Nash Jones

No. 59 – Edmonton Elks
- Position: Guard
- Roster status: Practice roster
- CFL status: American

Personal information
- Born: March 29, 2002 (age 24) Nacogdoches, Texas, U.S.
- Listed height: 6 ft 4 in (1.93 m)
- Listed weight: 314 lb (142 kg)

Career information
- High school: Nacogdoches (Nacogdoches, Texas)
- College: Incarnate Word (2020–2022) Texas State (2023–2024)
- NFL draft: 2025: undrafted

Career history
- Los Angeles Chargers (2025)*; Denver Broncos (2025)*; Edmonton Elks (2026–present);
- * Offseason or practice squad member only

Awards and highlights
- First team All-Southland (2021); Second team All-Southland (2022);
- Stats at Pro Football Reference

= Nash Jones =

American football player (born 2002)

Nash James Jones (born March 29, 2002) is an American professional football guard for the Edmonton Elks of the Canadian Football League (CFL). He played college football for the Incarnate Word Cardinals and the Texas State Bobcats. Jones was signed by the Los Angeles Chargers as an undrafted free agent in 2025. He has also been a member of the Denver Broncos.

== Early life ==
Jones was born on March 29, 2002, to Rod and Veronica Jones. Growing up in Duncanville, Texas, Jones began playing football at the age of twelve and attended Nacogdoches High School. At Nacogdoches, he helped the football team reach the playoffs for the first time in over 20 years, while earning all-district honors in both his junior and senior years.

== College career ==

=== Incarnate Word ===
In his freshman year, Jones started in all six games at the right tackle position during a season shortened by the COVID-19 pandemic. During the 2021 season, Jones played in all 13 games.

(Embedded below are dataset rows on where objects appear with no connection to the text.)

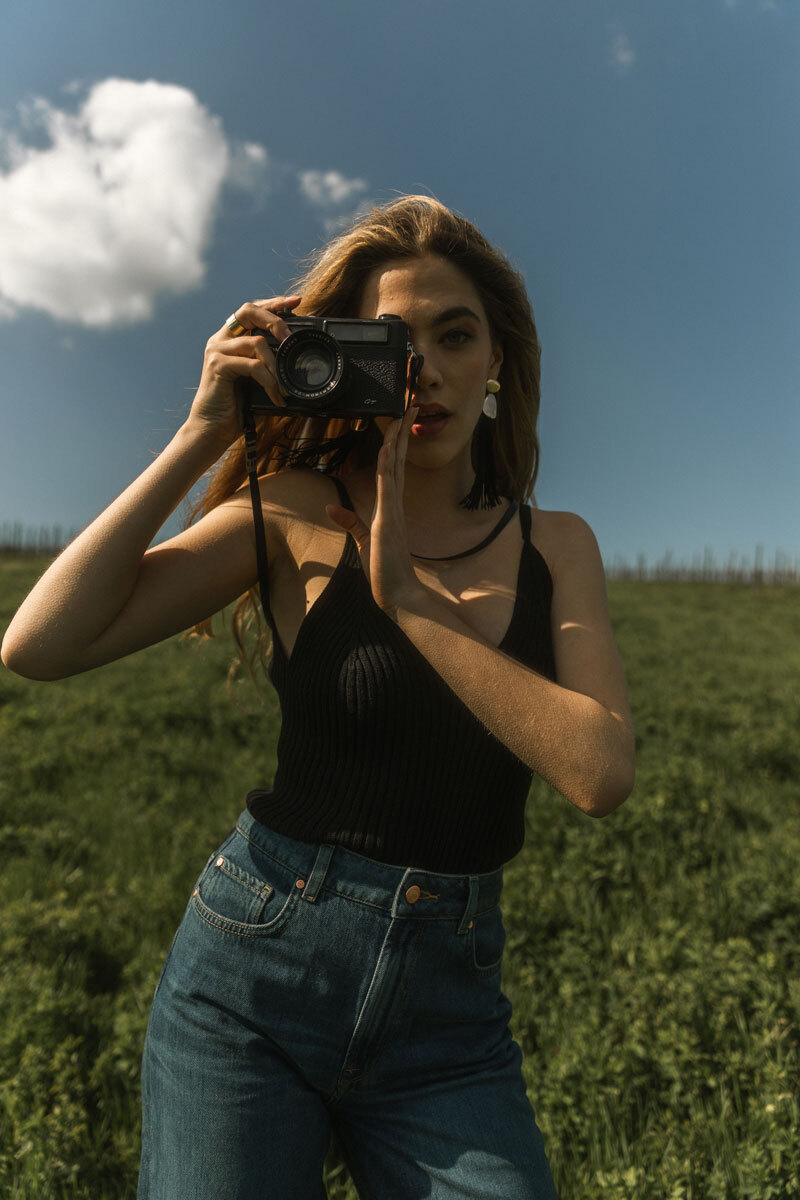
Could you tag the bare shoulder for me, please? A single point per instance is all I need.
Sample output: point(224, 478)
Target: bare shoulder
point(566, 543)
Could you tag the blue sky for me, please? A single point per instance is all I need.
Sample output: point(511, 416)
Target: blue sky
point(638, 162)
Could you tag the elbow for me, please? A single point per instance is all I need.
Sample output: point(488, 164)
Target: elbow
point(22, 664)
point(612, 791)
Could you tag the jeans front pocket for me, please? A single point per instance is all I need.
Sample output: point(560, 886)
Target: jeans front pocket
point(246, 893)
point(486, 943)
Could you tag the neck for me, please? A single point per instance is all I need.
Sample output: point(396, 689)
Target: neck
point(432, 496)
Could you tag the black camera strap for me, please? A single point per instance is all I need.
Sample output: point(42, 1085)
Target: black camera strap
point(251, 463)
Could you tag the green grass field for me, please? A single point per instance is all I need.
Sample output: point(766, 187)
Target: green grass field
point(653, 957)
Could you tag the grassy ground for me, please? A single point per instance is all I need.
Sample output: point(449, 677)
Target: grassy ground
point(653, 958)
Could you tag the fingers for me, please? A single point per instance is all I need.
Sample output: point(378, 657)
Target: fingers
point(262, 315)
point(250, 353)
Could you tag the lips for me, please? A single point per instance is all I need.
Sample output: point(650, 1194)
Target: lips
point(429, 409)
point(431, 419)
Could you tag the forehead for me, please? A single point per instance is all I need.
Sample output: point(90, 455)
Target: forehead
point(417, 288)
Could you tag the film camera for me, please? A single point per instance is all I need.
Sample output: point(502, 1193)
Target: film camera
point(334, 366)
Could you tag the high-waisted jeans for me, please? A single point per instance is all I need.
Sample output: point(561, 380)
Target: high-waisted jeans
point(310, 989)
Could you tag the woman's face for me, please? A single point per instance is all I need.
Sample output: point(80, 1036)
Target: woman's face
point(450, 329)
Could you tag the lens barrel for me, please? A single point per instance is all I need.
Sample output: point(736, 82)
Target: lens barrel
point(310, 365)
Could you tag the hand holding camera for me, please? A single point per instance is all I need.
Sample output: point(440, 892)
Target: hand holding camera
point(230, 357)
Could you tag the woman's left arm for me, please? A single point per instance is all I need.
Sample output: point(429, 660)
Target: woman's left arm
point(576, 733)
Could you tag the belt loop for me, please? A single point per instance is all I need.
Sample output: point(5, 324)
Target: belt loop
point(471, 904)
point(318, 873)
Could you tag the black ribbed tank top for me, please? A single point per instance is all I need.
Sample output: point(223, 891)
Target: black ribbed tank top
point(377, 753)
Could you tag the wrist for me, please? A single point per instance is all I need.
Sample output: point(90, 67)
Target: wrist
point(203, 439)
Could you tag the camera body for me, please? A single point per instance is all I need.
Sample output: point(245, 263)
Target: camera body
point(337, 366)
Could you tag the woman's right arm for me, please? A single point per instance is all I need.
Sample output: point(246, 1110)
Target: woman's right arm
point(107, 595)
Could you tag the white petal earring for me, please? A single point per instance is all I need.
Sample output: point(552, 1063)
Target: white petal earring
point(489, 403)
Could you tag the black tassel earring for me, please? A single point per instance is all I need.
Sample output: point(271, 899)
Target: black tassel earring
point(483, 493)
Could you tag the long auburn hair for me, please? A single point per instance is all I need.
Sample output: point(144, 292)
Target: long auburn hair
point(331, 286)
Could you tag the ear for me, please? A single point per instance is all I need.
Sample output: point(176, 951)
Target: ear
point(495, 361)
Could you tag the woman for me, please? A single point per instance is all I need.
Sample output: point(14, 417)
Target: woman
point(338, 964)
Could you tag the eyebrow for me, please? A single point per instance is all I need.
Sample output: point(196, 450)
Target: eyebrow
point(451, 313)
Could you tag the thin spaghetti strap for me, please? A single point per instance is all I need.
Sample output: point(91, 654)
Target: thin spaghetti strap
point(524, 521)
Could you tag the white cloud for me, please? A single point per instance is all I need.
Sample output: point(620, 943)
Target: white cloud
point(116, 209)
point(623, 53)
point(330, 189)
point(104, 209)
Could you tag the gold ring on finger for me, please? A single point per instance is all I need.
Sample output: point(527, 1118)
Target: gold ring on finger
point(235, 325)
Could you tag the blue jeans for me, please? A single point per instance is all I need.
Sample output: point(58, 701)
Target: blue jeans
point(311, 989)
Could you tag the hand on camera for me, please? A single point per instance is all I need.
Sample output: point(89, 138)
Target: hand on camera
point(230, 357)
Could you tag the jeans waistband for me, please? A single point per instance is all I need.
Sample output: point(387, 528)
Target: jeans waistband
point(404, 892)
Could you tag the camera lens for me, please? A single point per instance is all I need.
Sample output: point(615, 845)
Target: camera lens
point(310, 365)
point(311, 369)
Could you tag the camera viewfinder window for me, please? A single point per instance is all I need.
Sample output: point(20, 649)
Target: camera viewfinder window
point(362, 333)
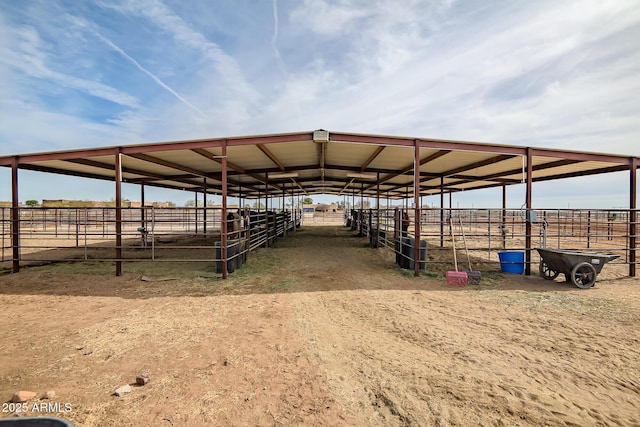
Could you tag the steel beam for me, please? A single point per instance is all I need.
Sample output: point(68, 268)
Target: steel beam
point(15, 216)
point(633, 214)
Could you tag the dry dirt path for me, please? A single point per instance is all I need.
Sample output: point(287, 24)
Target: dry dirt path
point(323, 330)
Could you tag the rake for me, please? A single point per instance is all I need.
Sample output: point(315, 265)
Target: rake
point(455, 278)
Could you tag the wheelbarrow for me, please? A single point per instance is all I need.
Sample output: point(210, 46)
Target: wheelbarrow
point(580, 268)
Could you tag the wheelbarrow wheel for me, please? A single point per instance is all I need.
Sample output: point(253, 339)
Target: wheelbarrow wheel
point(546, 272)
point(584, 275)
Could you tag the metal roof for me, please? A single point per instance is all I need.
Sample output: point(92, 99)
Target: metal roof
point(320, 161)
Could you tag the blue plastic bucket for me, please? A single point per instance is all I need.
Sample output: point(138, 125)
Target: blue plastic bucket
point(512, 262)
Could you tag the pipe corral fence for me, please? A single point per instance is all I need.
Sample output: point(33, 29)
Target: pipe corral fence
point(148, 234)
point(194, 234)
point(485, 232)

In 2022, Jones was named a second-team All-Southland Conference player.

=== Texas State ===
In 2023, Jones transferred to Texas State following their hiring of Incarnate Word head coach G. J. Kinne. After playing in five games, he suffered a lower leg injury that caused him to miss the remainder of the season. Prior to the 2024 season, Jones switched positions from left tackle to left guard. During his final season at Texas State, Jones started in all 12 games and did not allow a single sack. He was subsequently named an All-Sun Belt Honorable Mention.

== Professional career ==

Pre-draft measurables
| Height | Weight | Arm length | Hand span | Wingspan | 40-yard dash | 10-yard split | 20-yard split | Vertical jump | Broad jump | Bench press |
| 6 ft 4 in (1.93 m) | 320 lb (145 kg) | 33+1⁄8 in (0.84 m) | 10+1⁄2 in (0.27 m) | 6 ft 10+3⁄8 in (2.09 m) | 5.33 s | 1.82 s | 3.07 s | 30.0 in (0.76 m) | 9 ft 5 in (2.87 m) | 29 reps |
All values from Pro Day

=== Los Angeles Chargers ===
On April 26, 2025, Jones signed with the Los Angeles Chargers as an undrafted free agent after going unselected in the 2025 NFL draft. On August 26, he was waived by the Chargers during final roster cuts.

=== Denver Broncos ===
On December 17, 2025, Jones was signed to the Denver Broncos' practice squad. He was released on January 7, 2026. On January 29, Jones signed a reserve/futures contract with the Broncos. On June 18, he was waived by Denver.

===Edmonton Elks===
The Edmonton Elks announced that they had signed Jones to their practice roster on September 15, 2026.

== Personal life ==
Jones has two brothers and one sister. His father formerly played college basketball at San Diego State.